The ruffian seemed a good deal impressed by the cogency of Mr. Bowes's arguments, especially in regard to the impropriety of suffering his valuable secret to slip from him in any fit of rage.

"No, no; it won't do," he said, "I can see that clear enough, to go and tell Scriven and Co. till I've tried everything else; and as to the old lady, Mingy, I don't care if you try her, but I'll try the young man too; and I say, Mingy--remember, fair play's a jewel, and it's understood I am to have three-quarters of whatever we get, and you one quarter; so no kicking, Master Mingy."

"Honour--honour!" said Mingy, laying his hand upon his heart; "but now let's have something to eat after this brandy-and-water. I dare say the landlord has got some cold roast pork. He generally has."

His pleasant anticipations were fulfilled. The landlord had cold roast pork, and it was speedily placed upon the table before him and his companion, together with a fresh supply of brandy-and-water. Mingy calculated upon discussing all points which wanted further elucidation, over cold pork and mustard; but here he was disappointed, for hardly had each helped himself abundantly when the room was flooded by a stream of the usual guests, who seemed just returned from some successful enterprise, so that any further private conversation was at an end. All sorts of things were called for by the new-comers. Mingy and San were saluted by several, who had some slight acquaintance with them. Beer, gin, brandy, flowed abundantly. Some stood, some sat; all talked together. There was a great deal of swearing, a great deal of laughter, a great deal of abuse. One-half of them seemed to be quarrelling with the other half, though in reality they were only what is called chaffing; but from one especial corner of the room a continual strain of angry words was heard to rise, which went on, with greater and greater vehemence, till at last a blow was struck and returned. Two or three who were near rushed forward, perhaps to see what was going on, perhaps to keep the peace; but somehow the pugnacious spirit seemed to spread. Fists seemed to be flying about very thick; and in the midst of the uproar and confusion, the cause of which nobody appeared clearly to understand, the two men with whom the riot had originated came struggling forward out of their corner, driving back the crowd, knocking over the tables and benches, smashing the glasses, and squeezing flat the pewter ware.

Mingy Bowes did not like the scene at all, although he was often compelled to witness such; for, besides being small and fragile, he was a very peaceable person, and thought force of cunning much superior to force of arm. Besides, he calculated upon having his character compromised, and he soon saw that such was very likely to be the case.

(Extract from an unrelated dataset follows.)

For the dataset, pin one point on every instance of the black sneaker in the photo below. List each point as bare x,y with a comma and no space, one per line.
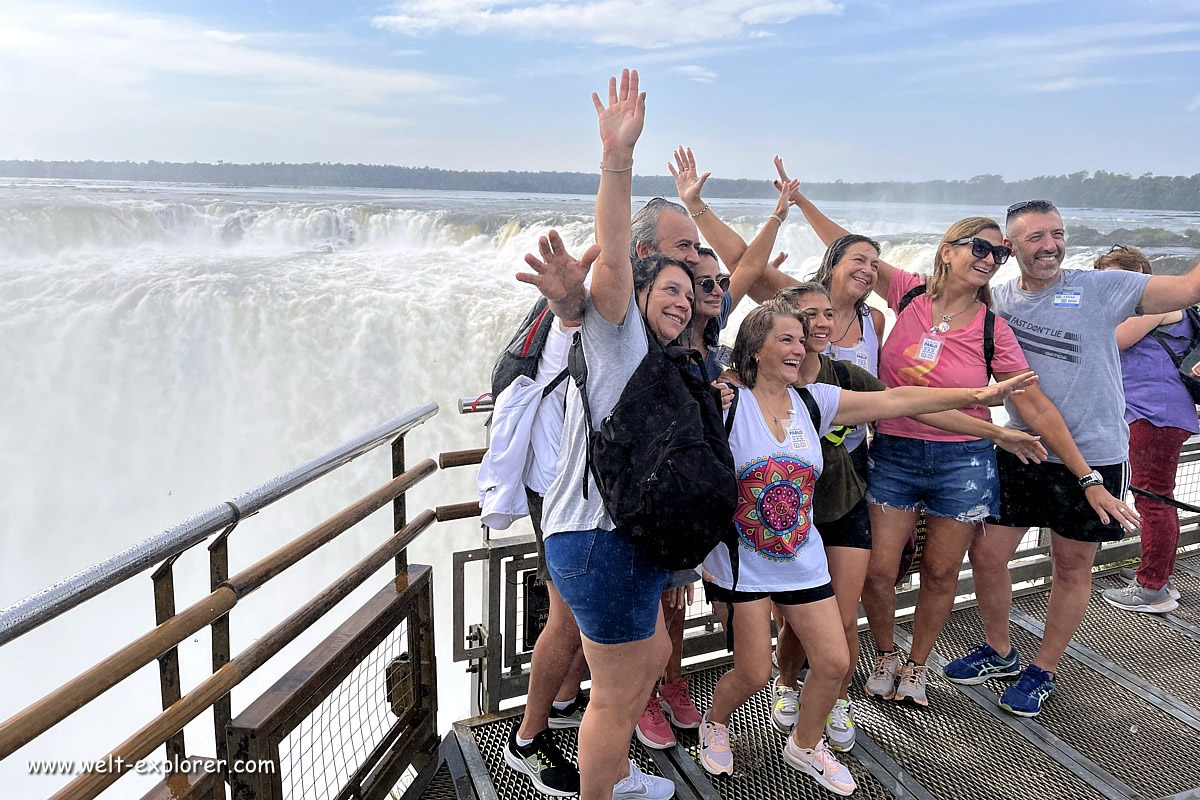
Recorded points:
544,763
569,717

His more pugnacious companion, Sam, who never could resist a row when it was either within sight or hearing, had just started up and rushed into the midst of the affray, exclaiming, "I'll soon settle that," when Mingy Bowes, having raised his eyes to the window, in the vain hope of finding some means of exit, perceived two or three ominous-looking heads gazing in, and at the same time heard the sound of a rattle. He would have given worlds to reach the door, but that was impossible, for the combatants were exactly in the way; and in a minute after his worst anticipations were realised; for, just as the landlord was attempting to restore peace, an overwhelming force of police poured in, and the whole body of vagabonds there assembled, inclusive of Sam and his friend, were marched off to the station-house.